Originally published on whereandwhatintheworld.com
by Jack Sheamus
Potatoes sure are unpretentious when it comes to cooking them. As a matter of fact, potatoes recipes are among the most culinary-diverse product that the world had even known. They are good as an entrée, a side dish or as the main course, depending on your personal preferences. Potatoes are rich in starchy carbohydrates, which is the main benefactor when it comes to surviving in arctic conditions. No wonder that the Russians are so well adapted to the harsh conditions of the northern steppes. But no ingredient alone can be called a dish. That is why we need to cook the potatoes the right way in order to make their sweet, yet affirming taste stand-out and be appreciated by laymen and connoisseurs alike.
This combination offers eaters the great opportunity to experience this magnificent amalgamation of taste and texture that potatoes and poultry have to offer. I usually go with chicken, for it is the most readily available poultry meat out there. Of course you can substitute chicken with either turkey or ever swab, if that is more to your liking.

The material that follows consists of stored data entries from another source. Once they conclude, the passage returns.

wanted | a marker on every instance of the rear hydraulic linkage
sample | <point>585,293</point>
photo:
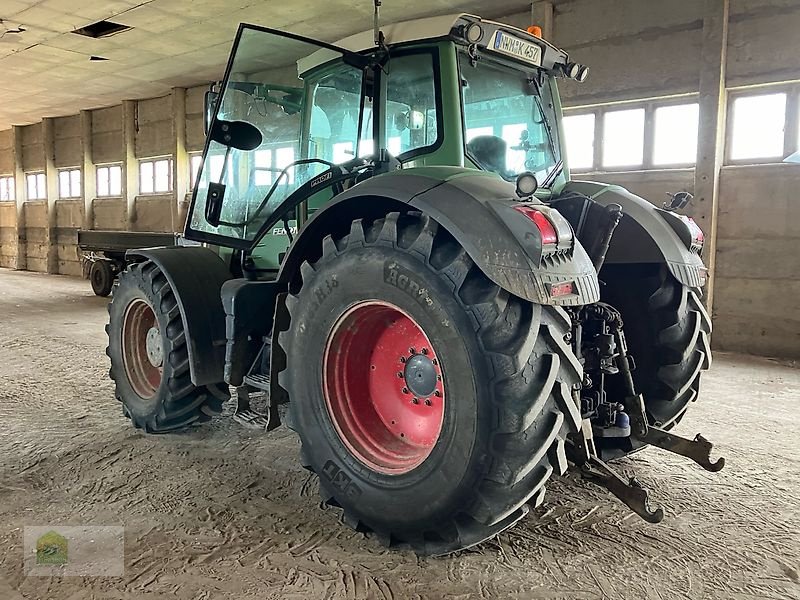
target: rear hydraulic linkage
<point>698,449</point>
<point>582,452</point>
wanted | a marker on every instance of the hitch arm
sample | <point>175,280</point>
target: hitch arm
<point>698,449</point>
<point>581,452</point>
<point>631,493</point>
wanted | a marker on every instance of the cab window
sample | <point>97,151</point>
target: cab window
<point>508,120</point>
<point>411,114</point>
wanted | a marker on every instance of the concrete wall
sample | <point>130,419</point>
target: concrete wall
<point>69,218</point>
<point>67,141</point>
<point>8,234</point>
<point>635,49</point>
<point>758,261</point>
<point>154,136</point>
<point>107,143</point>
<point>640,50</point>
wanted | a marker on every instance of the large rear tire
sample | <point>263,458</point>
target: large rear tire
<point>668,333</point>
<point>458,465</point>
<point>149,358</point>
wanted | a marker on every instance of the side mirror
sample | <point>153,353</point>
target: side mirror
<point>240,135</point>
<point>526,184</point>
<point>214,197</point>
<point>209,106</point>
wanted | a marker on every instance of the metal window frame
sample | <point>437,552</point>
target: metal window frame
<point>791,124</point>
<point>35,174</point>
<point>650,105</point>
<point>97,176</point>
<point>171,183</point>
<point>80,186</point>
<point>11,186</point>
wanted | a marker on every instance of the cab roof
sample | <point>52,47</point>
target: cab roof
<point>431,28</point>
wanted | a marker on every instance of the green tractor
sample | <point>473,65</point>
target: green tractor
<point>391,245</point>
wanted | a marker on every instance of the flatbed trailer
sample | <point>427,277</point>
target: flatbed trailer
<point>102,253</point>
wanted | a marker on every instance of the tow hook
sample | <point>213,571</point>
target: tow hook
<point>631,493</point>
<point>698,449</point>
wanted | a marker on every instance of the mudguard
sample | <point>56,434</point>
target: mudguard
<point>645,234</point>
<point>196,275</point>
<point>477,209</point>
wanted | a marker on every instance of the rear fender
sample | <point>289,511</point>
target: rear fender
<point>478,211</point>
<point>196,275</point>
<point>644,235</point>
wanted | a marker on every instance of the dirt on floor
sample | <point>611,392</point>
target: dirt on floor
<point>223,512</point>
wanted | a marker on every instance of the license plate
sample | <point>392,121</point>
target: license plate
<point>513,46</point>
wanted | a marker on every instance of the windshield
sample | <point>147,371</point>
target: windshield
<point>509,119</point>
<point>263,88</point>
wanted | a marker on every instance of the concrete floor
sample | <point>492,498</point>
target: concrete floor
<point>222,512</point>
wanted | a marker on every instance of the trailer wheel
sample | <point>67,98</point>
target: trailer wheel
<point>102,277</point>
<point>432,404</point>
<point>668,332</point>
<point>149,358</point>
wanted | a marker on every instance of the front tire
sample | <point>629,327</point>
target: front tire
<point>500,412</point>
<point>149,358</point>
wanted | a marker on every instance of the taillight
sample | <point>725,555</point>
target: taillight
<point>698,237</point>
<point>546,229</point>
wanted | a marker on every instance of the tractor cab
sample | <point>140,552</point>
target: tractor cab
<point>298,121</point>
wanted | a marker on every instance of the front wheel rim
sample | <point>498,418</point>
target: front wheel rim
<point>383,387</point>
<point>142,351</point>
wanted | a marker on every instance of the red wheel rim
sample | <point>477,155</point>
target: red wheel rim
<point>383,387</point>
<point>142,353</point>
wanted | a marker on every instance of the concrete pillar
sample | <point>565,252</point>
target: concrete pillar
<point>180,160</point>
<point>19,183</point>
<point>130,166</point>
<point>710,146</point>
<point>51,175</point>
<point>89,174</point>
<point>543,16</point>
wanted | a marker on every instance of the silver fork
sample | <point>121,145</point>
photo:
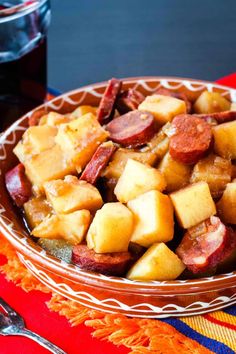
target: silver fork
<point>12,324</point>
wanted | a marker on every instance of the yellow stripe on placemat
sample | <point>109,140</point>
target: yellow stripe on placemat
<point>214,331</point>
<point>224,317</point>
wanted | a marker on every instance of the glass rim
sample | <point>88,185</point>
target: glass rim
<point>20,9</point>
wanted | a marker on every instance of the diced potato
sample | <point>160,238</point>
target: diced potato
<point>210,102</point>
<point>59,248</point>
<point>36,210</point>
<point>159,144</point>
<point>224,140</point>
<point>193,204</point>
<point>111,229</point>
<point>137,179</point>
<point>157,263</point>
<point>233,106</point>
<point>50,164</point>
<point>80,139</point>
<point>226,207</point>
<point>120,158</point>
<point>72,194</point>
<point>54,119</point>
<point>35,140</point>
<point>214,170</point>
<point>82,110</point>
<point>19,151</point>
<point>176,174</point>
<point>71,227</point>
<point>163,108</point>
<point>154,219</point>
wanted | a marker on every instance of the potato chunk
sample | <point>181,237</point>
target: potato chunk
<point>82,110</point>
<point>214,170</point>
<point>111,229</point>
<point>157,263</point>
<point>72,194</point>
<point>36,210</point>
<point>50,164</point>
<point>163,108</point>
<point>80,139</point>
<point>225,142</point>
<point>120,158</point>
<point>193,204</point>
<point>176,174</point>
<point>54,119</point>
<point>71,227</point>
<point>226,207</point>
<point>137,179</point>
<point>35,140</point>
<point>210,102</point>
<point>154,221</point>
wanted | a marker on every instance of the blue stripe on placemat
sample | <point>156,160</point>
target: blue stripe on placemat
<point>207,342</point>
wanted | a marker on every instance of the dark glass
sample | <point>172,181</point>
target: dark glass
<point>23,60</point>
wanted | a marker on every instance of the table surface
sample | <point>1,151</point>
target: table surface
<point>93,40</point>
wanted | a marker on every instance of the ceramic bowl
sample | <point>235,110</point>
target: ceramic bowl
<point>153,299</point>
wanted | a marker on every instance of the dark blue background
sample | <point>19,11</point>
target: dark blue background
<point>93,40</point>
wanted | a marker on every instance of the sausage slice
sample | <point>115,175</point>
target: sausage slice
<point>206,244</point>
<point>106,263</point>
<point>107,103</point>
<point>98,162</point>
<point>18,185</point>
<point>191,138</point>
<point>132,129</point>
<point>129,100</point>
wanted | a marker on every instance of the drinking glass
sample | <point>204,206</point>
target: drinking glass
<point>23,57</point>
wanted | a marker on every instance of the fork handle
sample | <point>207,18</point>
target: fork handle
<point>40,340</point>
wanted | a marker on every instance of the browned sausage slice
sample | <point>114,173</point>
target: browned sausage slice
<point>132,129</point>
<point>98,162</point>
<point>35,117</point>
<point>205,245</point>
<point>129,100</point>
<point>107,103</point>
<point>18,185</point>
<point>179,95</point>
<point>106,263</point>
<point>191,138</point>
<point>220,117</point>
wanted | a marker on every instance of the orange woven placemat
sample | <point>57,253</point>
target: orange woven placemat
<point>140,335</point>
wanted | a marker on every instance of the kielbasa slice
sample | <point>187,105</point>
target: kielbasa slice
<point>206,244</point>
<point>18,185</point>
<point>191,138</point>
<point>35,117</point>
<point>108,100</point>
<point>98,162</point>
<point>106,263</point>
<point>219,117</point>
<point>132,129</point>
<point>179,95</point>
<point>129,100</point>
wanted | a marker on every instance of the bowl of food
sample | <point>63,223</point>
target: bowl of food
<point>121,195</point>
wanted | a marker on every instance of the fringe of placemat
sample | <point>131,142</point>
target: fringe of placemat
<point>142,336</point>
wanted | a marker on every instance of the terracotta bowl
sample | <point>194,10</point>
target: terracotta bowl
<point>111,294</point>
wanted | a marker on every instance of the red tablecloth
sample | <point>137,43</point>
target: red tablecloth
<point>73,340</point>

A nice trick I have learned over the years being a professional chef is that you don’t want to cook your potatoes separate from the chicken. As a matter of fact it is a good idea to boil/simmer your chicken in water for about an hour before proceeding any further. This way we can cook the potatoes in the chicken stock once we are done boiling it. Add a couple of onions and a carrot to bring out the favor of your stock. Assuming that you want to be cooking tights, place said tights in a casserole dish and cover with 1 inch cut sweet potatoes. Cover the casserole dish with broth about half way through (or until both the chicken and the potatoes are nice and submerged) Cook until water has evaporated or until the potatoes are soft and squishy.
Baked potatoes have the audacious habit of burning on top and remaining soft at the bottom. To eliminate this problem, cover your casserole dish with aluminum foil and bake under medium-low medium heat for about 30-40 minutes.

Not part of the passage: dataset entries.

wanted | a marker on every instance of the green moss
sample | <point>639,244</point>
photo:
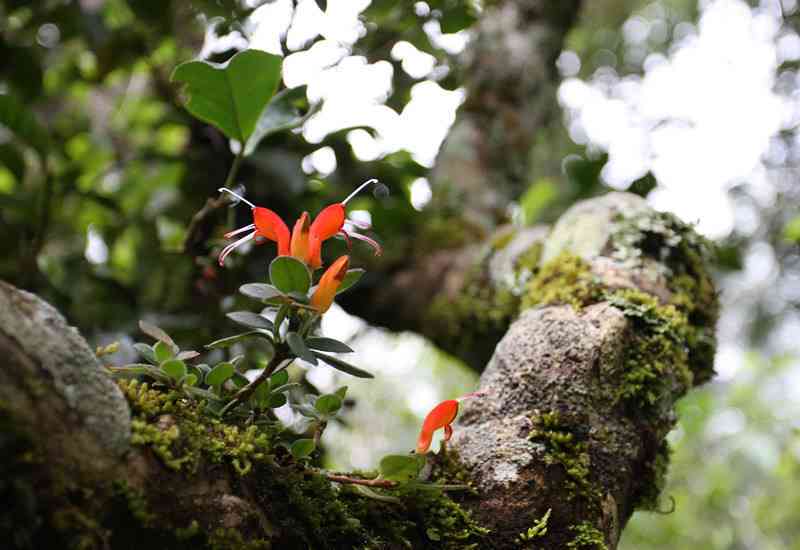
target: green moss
<point>656,361</point>
<point>564,446</point>
<point>182,436</point>
<point>566,279</point>
<point>538,529</point>
<point>587,536</point>
<point>231,539</point>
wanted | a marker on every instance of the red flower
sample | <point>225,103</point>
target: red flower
<point>305,241</point>
<point>329,283</point>
<point>441,416</point>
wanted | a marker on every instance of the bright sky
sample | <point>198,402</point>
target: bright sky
<point>702,118</point>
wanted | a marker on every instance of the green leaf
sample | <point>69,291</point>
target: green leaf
<point>282,313</point>
<point>162,352</point>
<point>343,366</point>
<point>281,114</point>
<point>302,448</point>
<point>299,348</point>
<point>232,95</point>
<point>401,467</point>
<point>157,333</point>
<point>260,291</point>
<point>328,344</point>
<point>15,116</point>
<point>186,355</point>
<point>230,340</point>
<point>350,278</point>
<point>290,275</point>
<point>146,352</point>
<point>136,369</point>
<point>279,379</point>
<point>328,404</point>
<point>174,368</point>
<point>250,319</point>
<point>276,400</point>
<point>219,374</point>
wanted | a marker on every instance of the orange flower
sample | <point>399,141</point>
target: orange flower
<point>441,416</point>
<point>266,225</point>
<point>305,241</point>
<point>329,283</point>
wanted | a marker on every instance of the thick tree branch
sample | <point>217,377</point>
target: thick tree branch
<point>616,324</point>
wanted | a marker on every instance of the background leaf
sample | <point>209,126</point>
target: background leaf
<point>232,95</point>
<point>18,119</point>
<point>280,114</point>
<point>289,275</point>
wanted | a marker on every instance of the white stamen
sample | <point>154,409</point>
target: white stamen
<point>241,198</point>
<point>230,234</point>
<point>228,249</point>
<point>358,189</point>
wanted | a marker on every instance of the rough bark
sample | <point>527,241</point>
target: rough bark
<point>487,161</point>
<point>616,323</point>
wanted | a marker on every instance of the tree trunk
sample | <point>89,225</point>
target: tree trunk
<point>616,323</point>
<point>487,161</point>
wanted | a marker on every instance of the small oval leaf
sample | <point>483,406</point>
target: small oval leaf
<point>162,352</point>
<point>146,352</point>
<point>302,448</point>
<point>401,467</point>
<point>290,275</point>
<point>328,404</point>
<point>250,319</point>
<point>328,344</point>
<point>277,400</point>
<point>299,348</point>
<point>230,340</point>
<point>350,278</point>
<point>219,374</point>
<point>279,379</point>
<point>343,366</point>
<point>174,368</point>
<point>260,291</point>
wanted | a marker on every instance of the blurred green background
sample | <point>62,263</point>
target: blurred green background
<point>104,178</point>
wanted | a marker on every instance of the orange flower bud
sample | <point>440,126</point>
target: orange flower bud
<point>270,226</point>
<point>440,417</point>
<point>329,284</point>
<point>299,245</point>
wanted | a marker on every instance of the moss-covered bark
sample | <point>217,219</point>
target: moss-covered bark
<point>611,321</point>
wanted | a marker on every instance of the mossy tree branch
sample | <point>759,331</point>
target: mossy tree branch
<point>613,323</point>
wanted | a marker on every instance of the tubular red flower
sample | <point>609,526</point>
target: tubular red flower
<point>441,416</point>
<point>329,283</point>
<point>266,224</point>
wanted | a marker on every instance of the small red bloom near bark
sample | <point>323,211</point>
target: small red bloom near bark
<point>329,283</point>
<point>441,416</point>
<point>305,241</point>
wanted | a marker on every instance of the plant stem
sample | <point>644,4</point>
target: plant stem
<point>237,161</point>
<point>384,483</point>
<point>245,393</point>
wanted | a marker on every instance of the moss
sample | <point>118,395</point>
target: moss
<point>231,539</point>
<point>656,360</point>
<point>182,436</point>
<point>565,446</point>
<point>682,256</point>
<point>566,279</point>
<point>538,529</point>
<point>587,536</point>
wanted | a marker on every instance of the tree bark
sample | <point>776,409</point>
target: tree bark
<point>487,161</point>
<point>616,324</point>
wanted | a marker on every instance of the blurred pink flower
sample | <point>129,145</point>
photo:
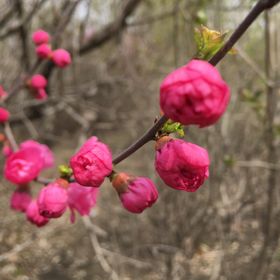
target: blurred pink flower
<point>61,58</point>
<point>4,115</point>
<point>44,51</point>
<point>23,166</point>
<point>52,201</point>
<point>40,37</point>
<point>20,200</point>
<point>44,152</point>
<point>38,81</point>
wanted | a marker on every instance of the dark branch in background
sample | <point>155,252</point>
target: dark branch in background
<point>255,12</point>
<point>110,30</point>
<point>23,34</point>
<point>67,9</point>
<point>7,16</point>
<point>261,6</point>
<point>65,17</point>
<point>14,29</point>
<point>104,35</point>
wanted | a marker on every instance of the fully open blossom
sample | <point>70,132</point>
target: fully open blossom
<point>23,166</point>
<point>40,37</point>
<point>44,152</point>
<point>4,115</point>
<point>20,200</point>
<point>38,81</point>
<point>44,51</point>
<point>136,193</point>
<point>61,58</point>
<point>92,163</point>
<point>182,165</point>
<point>52,201</point>
<point>194,94</point>
<point>81,199</point>
<point>33,215</point>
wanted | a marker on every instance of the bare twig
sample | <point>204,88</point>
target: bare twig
<point>261,6</point>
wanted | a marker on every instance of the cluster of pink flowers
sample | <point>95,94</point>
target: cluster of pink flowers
<point>37,85</point>
<point>194,94</point>
<point>93,163</point>
<point>60,57</point>
<point>24,166</point>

It is true, that there are a lot of ways to prepare potatoes and serve them as a sort of a flavor enhancer, but there are only two ways that really make the natural flavors of potatoes shine. We all know about frying potatoes, and that is because fried potatoes are basically good with ANYTHING. Hamburgers, fish, sausage, etc. The trick to making good friend potatoes is a method known as doubly frying, or frying potatoes at two different temperatures.
Fill a skillet with oil all the way and place under medium heat until hot. Place the soon to be French fries inside and cook for about 5-10 minutes. Remove the potatoes from oil and drain. Increase the heat to high until smoke start coming out of the skillet. Return potatoes to the skillet and fry potatoes until golden brown.

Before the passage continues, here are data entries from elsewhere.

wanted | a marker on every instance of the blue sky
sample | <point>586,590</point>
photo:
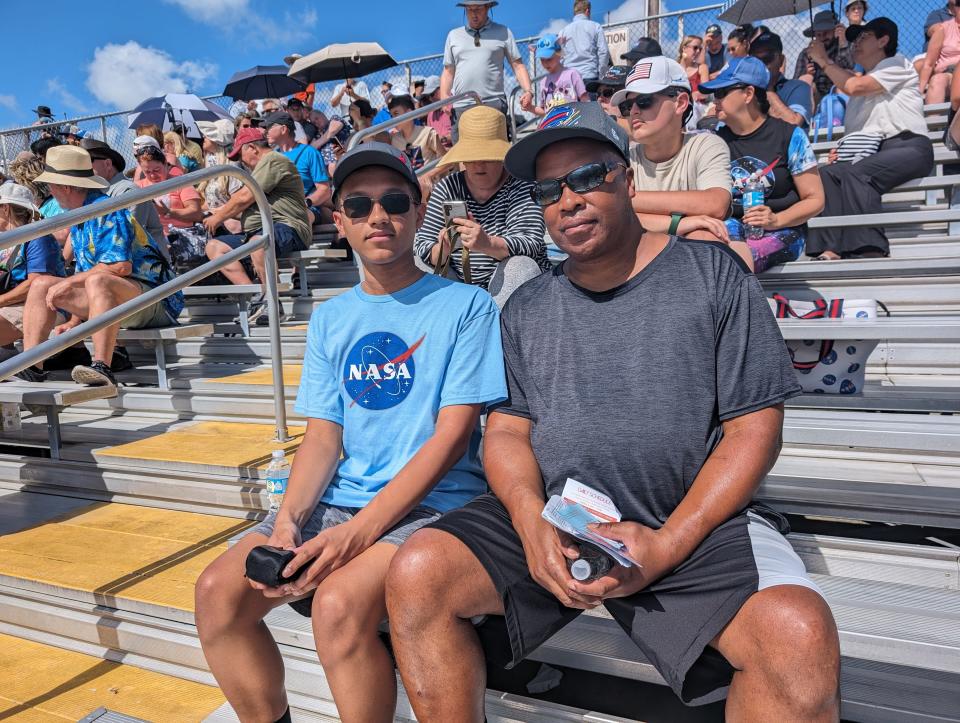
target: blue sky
<point>90,58</point>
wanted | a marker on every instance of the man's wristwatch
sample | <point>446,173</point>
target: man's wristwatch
<point>675,219</point>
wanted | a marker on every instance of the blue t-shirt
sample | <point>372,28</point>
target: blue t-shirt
<point>310,166</point>
<point>39,256</point>
<point>382,367</point>
<point>117,237</point>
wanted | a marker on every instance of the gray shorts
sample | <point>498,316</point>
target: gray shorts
<point>326,516</point>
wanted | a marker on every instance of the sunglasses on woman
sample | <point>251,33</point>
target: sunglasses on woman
<point>644,101</point>
<point>579,180</point>
<point>394,204</point>
<point>721,93</point>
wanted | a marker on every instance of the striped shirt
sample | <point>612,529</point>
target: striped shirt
<point>510,214</point>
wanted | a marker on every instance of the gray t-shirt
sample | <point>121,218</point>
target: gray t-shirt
<point>627,388</point>
<point>479,68</point>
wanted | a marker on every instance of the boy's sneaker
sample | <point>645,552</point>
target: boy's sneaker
<point>32,374</point>
<point>98,374</point>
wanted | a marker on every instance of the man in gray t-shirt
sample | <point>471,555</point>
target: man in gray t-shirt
<point>474,54</point>
<point>651,369</point>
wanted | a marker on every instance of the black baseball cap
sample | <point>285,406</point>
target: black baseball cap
<point>880,27</point>
<point>563,123</point>
<point>278,117</point>
<point>374,154</point>
<point>645,48</point>
<point>766,41</point>
<point>615,77</point>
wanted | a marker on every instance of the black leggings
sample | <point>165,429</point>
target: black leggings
<point>856,188</point>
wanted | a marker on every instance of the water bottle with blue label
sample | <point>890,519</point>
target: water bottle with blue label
<point>278,473</point>
<point>752,196</point>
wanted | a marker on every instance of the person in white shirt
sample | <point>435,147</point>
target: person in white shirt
<point>885,106</point>
<point>346,93</point>
<point>585,45</point>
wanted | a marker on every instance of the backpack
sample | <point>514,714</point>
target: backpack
<point>830,113</point>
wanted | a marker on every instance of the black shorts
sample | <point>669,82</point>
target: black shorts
<point>672,621</point>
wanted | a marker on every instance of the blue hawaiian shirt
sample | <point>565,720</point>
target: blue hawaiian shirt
<point>118,237</point>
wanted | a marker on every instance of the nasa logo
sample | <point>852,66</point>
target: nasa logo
<point>380,371</point>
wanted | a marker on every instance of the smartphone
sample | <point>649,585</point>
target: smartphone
<point>452,210</point>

Always remember to drain the excess grease before serving; cholesterol and what have you. You can place on a paper towel and pat the top. When oil is the proper temperature before you add ingredients, it will flash fly instead of absorbing oil.
A nice serving of delicious mashed potatoes is all it takes to turn any frown upside down. Start by boiling about 5-6 sweet potatoes until they are easily separate with a fork. Drain and place the potatoes in a large bowl. Mash and mix with a cup of butter milk, a teaspoon of black pepper and salt to taste.